Стало еще больнее теперь. Захотелось вдруг попятиться, отвернуться, спросить глупо-сумасшедшее: «Кто вы, сударь?». Но тут Андрей улыбнулся смелее, шире, теперь с той же узнаваемой гримаской, с маленькими морщинками на горбинке носа и блеском в глазах. И вместо рушащего все вопроса с губ R. сама собой слетела другая —
теплая, отчаянная, наиболее бессмысленная из возможных
фраз:
— Ты очень вырос. — Он подумал, слабо усмехнулся и добавил: — Я, наверное, тоже.
Андрей еще раз окинул его взглядом с ног до головы, кивнул и выдохнул:
— Ты не представляешь — как. — Обветренные губы едва шевелились.
К кому из них это относилось, он не уточнил, но, видимо, к обоим. И от слов немного отхлынула горькая память.
— Можно войти? — все так же тихо спросил Андрей, и R. молча впустил его в темную прихожую, провел к разлапистой вешалке из темного дуба. Увидев, что пальцы дрожат и не могут даже уцепиться за ткань крылатки, взял осторожно за плечи, предложил:
— Давай я тебе помогу.
Внутри все вновь сжалось. В детстве у них это быстро ушло в прошлое: уже семилетний, Андрей слишком, порой болезненно, стремился к самостоятельности. Гувернеру полагалось помогать в бытовых мелочах, но именно их мальчик отвергал — разве что в редкие дни особой лени или усталости мог сбросить шубу на руки и попросить помочь с сапогами. То же касалось и других вещей вроде причесывания, а любимым ответом на почти любое напоминание — об обеде, о прогулке, о сне — было сварливое: «Да сам я помню!», даже если на деле Андрей не помнил ничего. R. довольно быстро нашел к этому подход: напоминать перестал вовсе, на упреки невинно пожимал плечами: «А мне кто напомнит?», и поневоле Андрей действительно выучил свой примерный график и наладил режим дня.
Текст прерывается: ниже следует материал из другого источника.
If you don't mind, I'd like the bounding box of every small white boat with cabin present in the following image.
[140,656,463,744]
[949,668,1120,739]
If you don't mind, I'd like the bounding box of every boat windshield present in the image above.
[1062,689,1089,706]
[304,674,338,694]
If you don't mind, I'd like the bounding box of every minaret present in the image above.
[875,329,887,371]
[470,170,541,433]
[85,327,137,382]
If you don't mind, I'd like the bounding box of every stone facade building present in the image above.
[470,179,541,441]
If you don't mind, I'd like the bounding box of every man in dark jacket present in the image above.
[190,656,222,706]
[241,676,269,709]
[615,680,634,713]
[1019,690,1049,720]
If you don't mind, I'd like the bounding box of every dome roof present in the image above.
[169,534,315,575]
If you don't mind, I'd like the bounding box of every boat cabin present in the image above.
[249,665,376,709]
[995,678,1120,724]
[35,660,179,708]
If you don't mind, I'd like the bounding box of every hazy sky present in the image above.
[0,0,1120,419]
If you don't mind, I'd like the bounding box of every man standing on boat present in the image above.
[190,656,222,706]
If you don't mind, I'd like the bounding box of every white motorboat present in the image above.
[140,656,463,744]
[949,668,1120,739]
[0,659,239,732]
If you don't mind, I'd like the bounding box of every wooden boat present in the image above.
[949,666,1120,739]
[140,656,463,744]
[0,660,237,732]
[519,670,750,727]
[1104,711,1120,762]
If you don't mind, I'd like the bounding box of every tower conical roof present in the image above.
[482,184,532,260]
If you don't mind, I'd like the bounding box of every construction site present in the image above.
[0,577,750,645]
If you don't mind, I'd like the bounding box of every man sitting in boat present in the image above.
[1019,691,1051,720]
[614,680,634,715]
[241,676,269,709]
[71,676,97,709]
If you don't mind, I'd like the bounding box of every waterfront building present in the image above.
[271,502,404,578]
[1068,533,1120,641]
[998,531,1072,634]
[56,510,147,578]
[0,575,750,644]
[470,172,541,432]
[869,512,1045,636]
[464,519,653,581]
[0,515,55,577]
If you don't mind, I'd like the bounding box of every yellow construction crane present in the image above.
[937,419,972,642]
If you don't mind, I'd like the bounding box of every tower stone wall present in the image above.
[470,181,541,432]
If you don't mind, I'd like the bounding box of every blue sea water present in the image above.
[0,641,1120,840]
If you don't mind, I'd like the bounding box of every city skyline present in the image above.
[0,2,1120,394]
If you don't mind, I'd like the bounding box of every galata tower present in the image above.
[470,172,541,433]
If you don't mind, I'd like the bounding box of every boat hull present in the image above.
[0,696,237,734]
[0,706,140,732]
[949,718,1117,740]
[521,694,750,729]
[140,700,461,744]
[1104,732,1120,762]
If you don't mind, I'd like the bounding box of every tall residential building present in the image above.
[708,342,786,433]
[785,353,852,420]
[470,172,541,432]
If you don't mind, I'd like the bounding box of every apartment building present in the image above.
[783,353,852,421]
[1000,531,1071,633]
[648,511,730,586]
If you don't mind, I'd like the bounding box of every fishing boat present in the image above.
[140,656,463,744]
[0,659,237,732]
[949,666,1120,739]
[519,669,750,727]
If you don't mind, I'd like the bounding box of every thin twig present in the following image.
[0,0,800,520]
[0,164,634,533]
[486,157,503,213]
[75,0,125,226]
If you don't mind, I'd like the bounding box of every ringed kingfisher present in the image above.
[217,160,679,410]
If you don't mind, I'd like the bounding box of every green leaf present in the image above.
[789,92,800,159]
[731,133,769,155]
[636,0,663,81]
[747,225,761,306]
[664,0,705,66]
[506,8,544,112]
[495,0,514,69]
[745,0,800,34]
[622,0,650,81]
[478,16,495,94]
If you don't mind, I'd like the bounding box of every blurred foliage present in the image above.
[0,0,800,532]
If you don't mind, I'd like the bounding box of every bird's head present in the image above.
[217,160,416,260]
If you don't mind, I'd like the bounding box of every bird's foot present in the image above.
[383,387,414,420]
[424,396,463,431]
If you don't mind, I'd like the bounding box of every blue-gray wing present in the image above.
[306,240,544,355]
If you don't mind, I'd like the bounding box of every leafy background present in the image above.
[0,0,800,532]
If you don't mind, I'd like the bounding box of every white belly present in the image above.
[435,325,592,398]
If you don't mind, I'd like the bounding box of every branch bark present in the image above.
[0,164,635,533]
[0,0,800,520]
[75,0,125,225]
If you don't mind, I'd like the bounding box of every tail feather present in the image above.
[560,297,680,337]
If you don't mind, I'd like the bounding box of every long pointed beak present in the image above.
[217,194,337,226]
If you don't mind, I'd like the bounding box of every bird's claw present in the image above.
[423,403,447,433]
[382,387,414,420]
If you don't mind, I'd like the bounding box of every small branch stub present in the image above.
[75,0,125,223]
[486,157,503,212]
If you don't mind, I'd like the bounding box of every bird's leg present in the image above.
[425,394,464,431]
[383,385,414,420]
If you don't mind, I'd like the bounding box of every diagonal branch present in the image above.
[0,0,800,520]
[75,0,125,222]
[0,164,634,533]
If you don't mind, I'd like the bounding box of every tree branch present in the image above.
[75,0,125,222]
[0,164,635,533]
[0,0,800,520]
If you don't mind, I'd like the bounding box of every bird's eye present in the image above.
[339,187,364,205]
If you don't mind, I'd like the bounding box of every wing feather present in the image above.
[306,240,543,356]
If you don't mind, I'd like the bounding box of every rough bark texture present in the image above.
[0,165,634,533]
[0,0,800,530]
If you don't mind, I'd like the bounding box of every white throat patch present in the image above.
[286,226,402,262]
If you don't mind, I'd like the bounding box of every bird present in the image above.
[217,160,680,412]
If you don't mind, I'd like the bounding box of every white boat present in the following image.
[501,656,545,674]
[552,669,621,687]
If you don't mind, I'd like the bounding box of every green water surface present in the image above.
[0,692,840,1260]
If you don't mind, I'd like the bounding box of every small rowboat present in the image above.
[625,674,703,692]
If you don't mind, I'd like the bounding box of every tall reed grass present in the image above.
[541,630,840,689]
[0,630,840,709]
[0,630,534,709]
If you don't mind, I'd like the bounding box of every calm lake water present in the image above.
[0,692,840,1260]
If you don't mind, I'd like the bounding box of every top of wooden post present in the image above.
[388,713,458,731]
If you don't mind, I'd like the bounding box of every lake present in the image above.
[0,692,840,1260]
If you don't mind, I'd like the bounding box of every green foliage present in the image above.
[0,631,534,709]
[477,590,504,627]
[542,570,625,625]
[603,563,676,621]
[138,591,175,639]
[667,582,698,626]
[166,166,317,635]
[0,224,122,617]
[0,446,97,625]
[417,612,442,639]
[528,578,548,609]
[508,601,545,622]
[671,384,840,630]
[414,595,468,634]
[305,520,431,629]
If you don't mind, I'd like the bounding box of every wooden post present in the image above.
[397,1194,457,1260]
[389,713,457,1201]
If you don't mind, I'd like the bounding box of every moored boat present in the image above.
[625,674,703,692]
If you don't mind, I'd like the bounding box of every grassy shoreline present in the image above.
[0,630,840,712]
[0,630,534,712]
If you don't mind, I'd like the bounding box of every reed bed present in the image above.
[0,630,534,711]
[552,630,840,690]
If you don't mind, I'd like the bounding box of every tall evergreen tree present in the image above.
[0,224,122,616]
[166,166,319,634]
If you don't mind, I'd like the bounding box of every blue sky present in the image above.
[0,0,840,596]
У него это получилось лучше и раньше, чем у Lize, с которой классная дама мучилась каждый божий день, от рассвета (когда девочка часами могла валяться в кровати, не желая подниматься) и до заката (когда азартно писала роман или, терзаемая бессонницей, требовала чем-нибудь ее развлекать).
R. понимал, что движет его подопечным; догадывался, что неродному ребенку в семье — а происхождение от Андрея перестали скрывать довольно рано — попросту страшно изнеживаться. Несмотря ни на какую любовь, его не покидало опасение: вдруг рано или поздно выставят вон? Он не говорил об этом вслух, но это угадывалось — по независимости, по робости и спорящему с ней желанию всем понравиться и в самых разных делах стать если не лучшим, то хотя бы уж необыкновенным.